В издательстве «Новое литературное обозрение» вышел сборник Андрея Левкина «Искусство прозы, а заодно и поэзии» (составители С. Снытко, А. Заполь). Книга объединяет обширный корпус эссе, статей и рецензий писателя. Один из текстов, переизданных в книге, — эссе о поэте Олеге Григорьеве «Стеклянный трамвай», впервые опубликованное 22 мая 1995 года в газете «Бизнес & Балтия» (Рига).
* * *
На рижских лотках появилась очередная книжка питерского поэта Олега Григорьева, человека полуфольклорного и в последнее время крайне рекламируемого различными средствами массовой информации. Григорьев умер в 1992 году, а вот выходные данные книги: «Олег Григорьев, стихи. “Искусство-СПб”, 1994 год».

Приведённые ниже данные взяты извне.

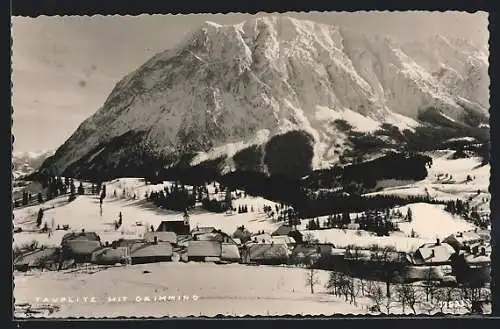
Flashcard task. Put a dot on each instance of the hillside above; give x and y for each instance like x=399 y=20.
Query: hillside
x=268 y=83
x=25 y=163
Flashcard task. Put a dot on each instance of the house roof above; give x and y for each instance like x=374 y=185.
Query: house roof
x=82 y=247
x=241 y=233
x=464 y=237
x=202 y=230
x=34 y=258
x=204 y=249
x=282 y=230
x=267 y=251
x=230 y=251
x=161 y=236
x=368 y=255
x=478 y=259
x=145 y=249
x=262 y=237
x=283 y=239
x=92 y=236
x=215 y=236
x=127 y=242
x=108 y=254
x=311 y=249
x=177 y=226
x=442 y=252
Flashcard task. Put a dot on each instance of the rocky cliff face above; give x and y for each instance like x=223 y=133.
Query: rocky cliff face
x=225 y=88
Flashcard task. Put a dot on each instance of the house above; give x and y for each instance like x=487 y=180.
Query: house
x=423 y=273
x=125 y=242
x=170 y=237
x=473 y=269
x=268 y=254
x=282 y=230
x=214 y=236
x=297 y=236
x=203 y=230
x=91 y=236
x=230 y=252
x=183 y=240
x=305 y=253
x=484 y=234
x=179 y=227
x=242 y=233
x=80 y=249
x=460 y=240
x=434 y=254
x=146 y=252
x=111 y=256
x=42 y=258
x=262 y=238
x=201 y=250
x=283 y=239
x=353 y=226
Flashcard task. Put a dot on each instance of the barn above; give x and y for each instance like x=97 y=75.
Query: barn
x=145 y=252
x=111 y=256
x=203 y=250
x=267 y=254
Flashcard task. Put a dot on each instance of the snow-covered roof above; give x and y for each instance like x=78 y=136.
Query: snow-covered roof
x=145 y=249
x=435 y=253
x=161 y=236
x=204 y=249
x=263 y=251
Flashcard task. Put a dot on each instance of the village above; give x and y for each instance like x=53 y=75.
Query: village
x=460 y=260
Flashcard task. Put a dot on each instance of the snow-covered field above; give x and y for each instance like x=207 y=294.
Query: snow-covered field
x=212 y=289
x=85 y=213
x=220 y=289
x=437 y=186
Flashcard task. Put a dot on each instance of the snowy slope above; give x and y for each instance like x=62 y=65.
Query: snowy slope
x=24 y=163
x=222 y=85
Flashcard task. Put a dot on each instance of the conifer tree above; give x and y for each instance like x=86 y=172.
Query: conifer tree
x=72 y=195
x=409 y=215
x=81 y=190
x=39 y=217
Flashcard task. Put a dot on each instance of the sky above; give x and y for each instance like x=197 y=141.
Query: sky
x=63 y=68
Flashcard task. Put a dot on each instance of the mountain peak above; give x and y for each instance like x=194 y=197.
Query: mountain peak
x=225 y=83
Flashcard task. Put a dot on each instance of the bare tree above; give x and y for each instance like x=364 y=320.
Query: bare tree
x=429 y=284
x=442 y=297
x=383 y=257
x=332 y=284
x=407 y=296
x=474 y=298
x=312 y=278
x=376 y=294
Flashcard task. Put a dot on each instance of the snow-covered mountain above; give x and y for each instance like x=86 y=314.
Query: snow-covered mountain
x=224 y=88
x=25 y=163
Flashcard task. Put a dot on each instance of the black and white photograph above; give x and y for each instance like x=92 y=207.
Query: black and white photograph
x=269 y=164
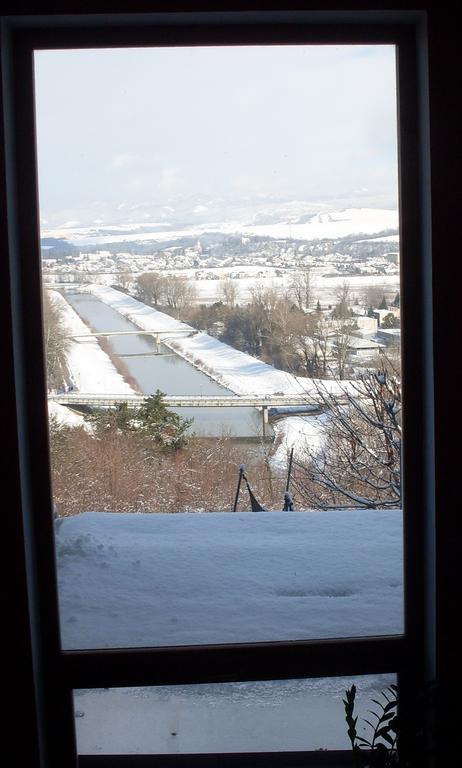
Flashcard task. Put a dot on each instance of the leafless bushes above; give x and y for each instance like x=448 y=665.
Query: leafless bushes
x=359 y=464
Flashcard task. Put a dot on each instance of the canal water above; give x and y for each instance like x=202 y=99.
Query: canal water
x=167 y=372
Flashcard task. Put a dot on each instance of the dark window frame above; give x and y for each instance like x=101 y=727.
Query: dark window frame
x=57 y=673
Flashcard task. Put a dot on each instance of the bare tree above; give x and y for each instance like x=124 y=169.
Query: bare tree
x=342 y=309
x=229 y=292
x=359 y=464
x=180 y=293
x=300 y=287
x=342 y=331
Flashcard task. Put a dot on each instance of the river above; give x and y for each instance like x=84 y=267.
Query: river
x=167 y=372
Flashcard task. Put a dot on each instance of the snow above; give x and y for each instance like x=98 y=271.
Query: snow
x=64 y=416
x=235 y=370
x=155 y=579
x=90 y=368
x=302 y=433
x=174 y=579
x=331 y=225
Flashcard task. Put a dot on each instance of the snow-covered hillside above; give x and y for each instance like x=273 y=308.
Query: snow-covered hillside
x=325 y=223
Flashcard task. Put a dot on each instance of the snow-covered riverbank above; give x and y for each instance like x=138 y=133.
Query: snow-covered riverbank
x=237 y=371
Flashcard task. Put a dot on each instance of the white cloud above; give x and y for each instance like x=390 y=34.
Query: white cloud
x=123 y=161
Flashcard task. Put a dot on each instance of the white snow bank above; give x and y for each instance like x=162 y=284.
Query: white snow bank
x=238 y=371
x=65 y=416
x=302 y=433
x=159 y=579
x=91 y=369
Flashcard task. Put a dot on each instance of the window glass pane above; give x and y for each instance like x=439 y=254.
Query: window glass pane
x=280 y=715
x=221 y=305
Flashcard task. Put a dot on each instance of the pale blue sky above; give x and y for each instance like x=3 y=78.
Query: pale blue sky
x=120 y=128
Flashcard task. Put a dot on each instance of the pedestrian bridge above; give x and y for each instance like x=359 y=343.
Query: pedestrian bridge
x=182 y=401
x=264 y=403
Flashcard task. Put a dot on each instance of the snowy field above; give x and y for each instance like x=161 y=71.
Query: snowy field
x=154 y=579
x=237 y=371
x=175 y=579
x=331 y=224
x=91 y=368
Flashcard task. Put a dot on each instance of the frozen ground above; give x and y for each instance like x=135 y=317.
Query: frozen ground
x=150 y=579
x=171 y=579
x=249 y=717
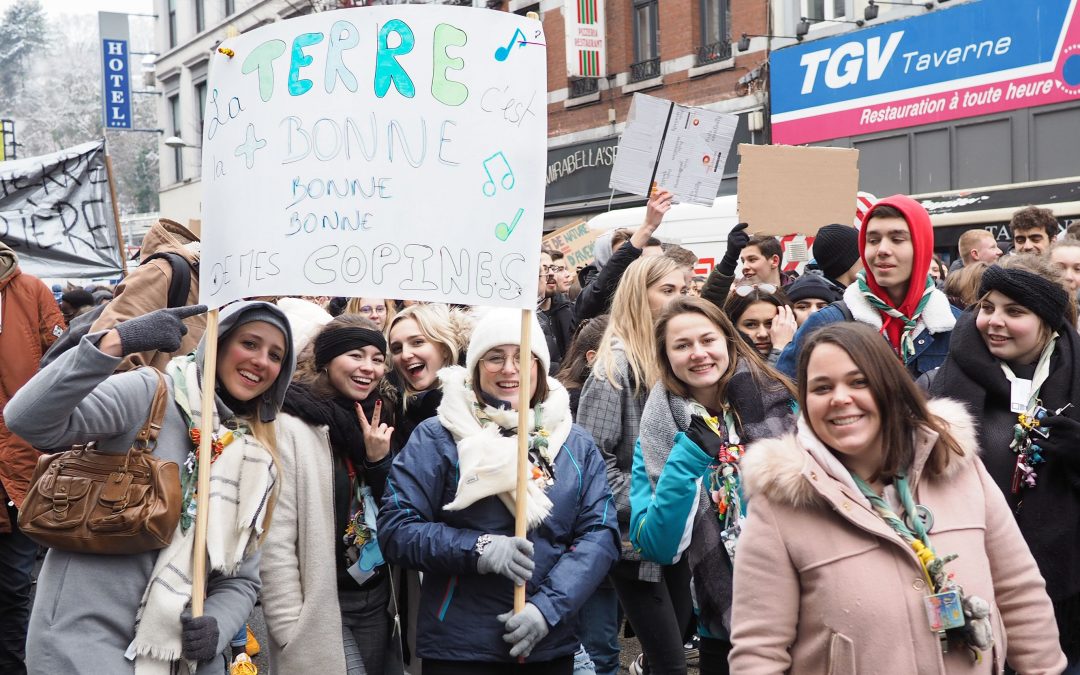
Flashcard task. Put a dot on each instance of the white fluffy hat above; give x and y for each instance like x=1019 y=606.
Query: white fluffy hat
x=503 y=326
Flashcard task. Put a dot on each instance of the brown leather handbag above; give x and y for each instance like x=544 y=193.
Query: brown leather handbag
x=86 y=501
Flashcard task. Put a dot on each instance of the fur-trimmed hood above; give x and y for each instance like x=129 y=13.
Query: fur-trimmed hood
x=781 y=468
x=936 y=315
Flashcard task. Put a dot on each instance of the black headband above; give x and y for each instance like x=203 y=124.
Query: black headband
x=1040 y=295
x=336 y=341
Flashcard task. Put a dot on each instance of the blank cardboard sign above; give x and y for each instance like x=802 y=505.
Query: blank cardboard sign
x=796 y=190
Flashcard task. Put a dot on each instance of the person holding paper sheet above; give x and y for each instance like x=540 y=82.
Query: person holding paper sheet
x=325 y=590
x=894 y=293
x=1015 y=362
x=448 y=511
x=130 y=613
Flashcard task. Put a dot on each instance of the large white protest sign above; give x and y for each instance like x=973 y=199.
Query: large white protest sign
x=56 y=214
x=390 y=151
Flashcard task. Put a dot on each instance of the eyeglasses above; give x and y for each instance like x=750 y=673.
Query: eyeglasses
x=495 y=363
x=744 y=291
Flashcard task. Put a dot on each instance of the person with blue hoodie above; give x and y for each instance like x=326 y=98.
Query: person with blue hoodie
x=714 y=396
x=448 y=511
x=894 y=294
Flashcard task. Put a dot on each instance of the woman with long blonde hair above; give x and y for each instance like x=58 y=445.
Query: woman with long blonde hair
x=657 y=601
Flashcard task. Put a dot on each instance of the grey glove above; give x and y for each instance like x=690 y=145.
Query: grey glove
x=510 y=556
x=524 y=630
x=199 y=638
x=159 y=331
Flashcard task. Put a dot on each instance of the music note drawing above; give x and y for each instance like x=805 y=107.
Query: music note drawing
x=502 y=230
x=503 y=52
x=507 y=180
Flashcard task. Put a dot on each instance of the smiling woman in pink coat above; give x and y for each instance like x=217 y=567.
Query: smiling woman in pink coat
x=833 y=572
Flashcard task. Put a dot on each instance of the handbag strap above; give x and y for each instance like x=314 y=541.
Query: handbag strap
x=147 y=436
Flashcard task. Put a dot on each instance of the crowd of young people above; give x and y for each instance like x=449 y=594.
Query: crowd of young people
x=824 y=473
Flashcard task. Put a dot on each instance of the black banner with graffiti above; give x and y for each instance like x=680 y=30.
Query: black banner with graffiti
x=55 y=213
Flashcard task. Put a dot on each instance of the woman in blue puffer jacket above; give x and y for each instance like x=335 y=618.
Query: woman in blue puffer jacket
x=448 y=511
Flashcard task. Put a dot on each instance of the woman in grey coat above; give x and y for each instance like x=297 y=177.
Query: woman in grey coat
x=129 y=613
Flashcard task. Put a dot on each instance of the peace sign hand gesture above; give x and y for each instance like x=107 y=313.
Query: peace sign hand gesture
x=376 y=435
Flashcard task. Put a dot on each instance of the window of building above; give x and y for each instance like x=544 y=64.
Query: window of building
x=174 y=118
x=824 y=9
x=715 y=35
x=646 y=41
x=172 y=23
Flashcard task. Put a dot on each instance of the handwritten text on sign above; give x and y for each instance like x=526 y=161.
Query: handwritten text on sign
x=390 y=151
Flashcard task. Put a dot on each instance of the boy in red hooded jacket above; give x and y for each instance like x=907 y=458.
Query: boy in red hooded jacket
x=894 y=293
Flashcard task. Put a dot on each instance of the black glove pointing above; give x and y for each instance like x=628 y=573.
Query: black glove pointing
x=161 y=329
x=737 y=241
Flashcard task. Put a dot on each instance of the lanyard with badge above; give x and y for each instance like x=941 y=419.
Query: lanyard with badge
x=1024 y=400
x=725 y=481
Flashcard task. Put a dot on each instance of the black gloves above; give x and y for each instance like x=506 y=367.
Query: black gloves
x=1062 y=446
x=737 y=241
x=703 y=436
x=199 y=638
x=161 y=329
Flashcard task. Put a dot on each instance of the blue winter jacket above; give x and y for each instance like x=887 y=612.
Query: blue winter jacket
x=574 y=548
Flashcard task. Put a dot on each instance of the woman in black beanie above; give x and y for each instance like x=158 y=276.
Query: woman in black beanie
x=1015 y=362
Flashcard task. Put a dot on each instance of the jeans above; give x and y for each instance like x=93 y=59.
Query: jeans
x=659 y=612
x=598 y=629
x=17 y=554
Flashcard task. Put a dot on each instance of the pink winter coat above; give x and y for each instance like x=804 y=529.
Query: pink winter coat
x=823 y=585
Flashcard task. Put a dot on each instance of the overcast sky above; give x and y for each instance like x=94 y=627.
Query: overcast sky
x=54 y=8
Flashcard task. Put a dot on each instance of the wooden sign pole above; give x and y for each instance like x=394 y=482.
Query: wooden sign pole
x=205 y=439
x=525 y=370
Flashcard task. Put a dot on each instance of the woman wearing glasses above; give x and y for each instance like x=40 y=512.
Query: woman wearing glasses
x=764 y=315
x=378 y=311
x=449 y=512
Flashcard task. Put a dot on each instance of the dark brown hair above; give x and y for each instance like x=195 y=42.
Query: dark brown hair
x=575 y=368
x=738 y=350
x=736 y=305
x=901 y=406
x=1033 y=218
x=768 y=244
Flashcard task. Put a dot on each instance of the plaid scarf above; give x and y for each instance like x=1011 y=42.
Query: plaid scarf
x=895 y=325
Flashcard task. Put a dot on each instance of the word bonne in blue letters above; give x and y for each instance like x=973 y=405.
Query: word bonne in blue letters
x=388 y=70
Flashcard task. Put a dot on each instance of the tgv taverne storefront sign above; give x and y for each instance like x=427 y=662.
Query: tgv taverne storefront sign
x=975 y=58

Время от времени некоторые люди (Макс Супрунюк, например) печатали стихи Олега Григорьева даже в разных рижских изданиях. Потом Олег умер, но стихи сюда все еще просачивались, пока общество не решило, что Григорьев являет собой фигуру историческую. В общем-то это так, но общество повело себя как-то криво, ибо, открыв недавний номер «Балтийской газеты», я обнаружил интервью о Григорьеве, взятое на Пушкинской, 10, у г-на Понизовского. Жильца дома и режиссера театра «Да-Нет».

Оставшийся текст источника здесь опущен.